Weight lifters often put an emphasis on targeting the larger muscle groups of the upper extremity (deltoids, pecs, trapezius), but often neglect the RC muscles. This can create an imbalance of strength between the global muscles and local stabilizing muscles of the shoulder. This miss match, in combination with repetitive loading, biased exercise selection, and training errors precipitate RC tendinopathy.
Our main goal is to always keep our athletes in their sport/activity during rehab whenever possible. However, depending on the intensity, irritability and duration of symptoms, a short period of time off from weight lifting may be necessary to offload the tendons. This offloading phase is closely followed by a gradual graded tendon loading program and eventual return to weight lifting. Upon return to weight training there are important modifications to consider to reduce the risk of re-injury.
We will use the bench press for example. Modifying the hand spacing and grip when returning to bench press from RC injury are instrumental in reducing the risk of re-injury. Hand spacing should be no wider than 1.5x the biacromial width (AC joint to AC joint). The narrower hand space reduces the peak shoulder torque and therefore reduces the RC and biceps tendon stabilization requirements of humeral head stabilization3,4. The narrower hand space also allows for a shoulder abduction angle less than 45 degrees and extension less than 15 degrees. These modified angles put the pec major and biceps brachii at a mechanical advantage resulting in less stress on the RC and distal clavicle3.
In addition to hand spacing, grip type is also an important consideration in the return to lifting. The underhand grip (supination) rotates one of the RC tendons, supraspinatus (SSp), out from under the acromion, reducing the risk of impingement during the pressing motion. Whereas the overhand (pronated) grip draws the long head bicep tendon out from under the acromion but places the SSp under the acromion5.
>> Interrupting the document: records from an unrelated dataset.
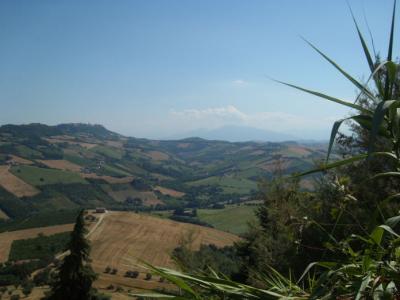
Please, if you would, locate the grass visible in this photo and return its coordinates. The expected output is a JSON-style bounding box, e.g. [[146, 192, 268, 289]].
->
[[188, 176, 257, 194], [8, 232, 71, 261], [11, 166, 87, 186], [0, 209, 79, 232], [16, 145, 43, 158], [197, 205, 255, 234]]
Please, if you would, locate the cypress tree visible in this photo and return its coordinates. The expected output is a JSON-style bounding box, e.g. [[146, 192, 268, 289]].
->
[[47, 210, 96, 300]]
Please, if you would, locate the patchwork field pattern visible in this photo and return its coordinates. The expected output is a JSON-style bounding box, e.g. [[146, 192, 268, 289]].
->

As you can see from the literature, simple consideration of hand spacing and grip type can be instrumental in the successful return to lifting of an athlete dealing with rotator cuff tendinopathy/shoulder impingement.
Anterior Shoulder Instability
An athlete may develop anterior shoulder instability as a result of previous shoulder dislocations/subluxations or a gradual insidious onset. In the athlete with previous shoulder dislocation it should be noted that a conservative management plan may not always be successful. The presence of a bony lesion to the humeral head called a Hill-sachs lesion or Bankart lesion to the glenohumeral labrum may result in chronic instability of the shoulder joint that will result in discomfort and disability under high loads. Surgery may be indicated for this individual if their goal is to continue to lift heavy weights.
The lifter with anterior shoulder instability will present with poorly localized pain in the ‘high five’ position under load and commonly has an athletic history of overhead sports (volleyball, tennis, baseball, swimming) or previous shoulder dislocation/subluxations.
The ‘high five’ position refers to the position of the shoulder when high fiving another individual. In this position the shoulder is placed in 90 degrees of shoulder abduction and 90 degrees of shoulder external rotation. This is considered a high-risk position for individuals with anterior shoulder instability as it puts stress on the main passive primary stabilizer of the shoulder, the inferior glenohumeral ligament (IGHL)6.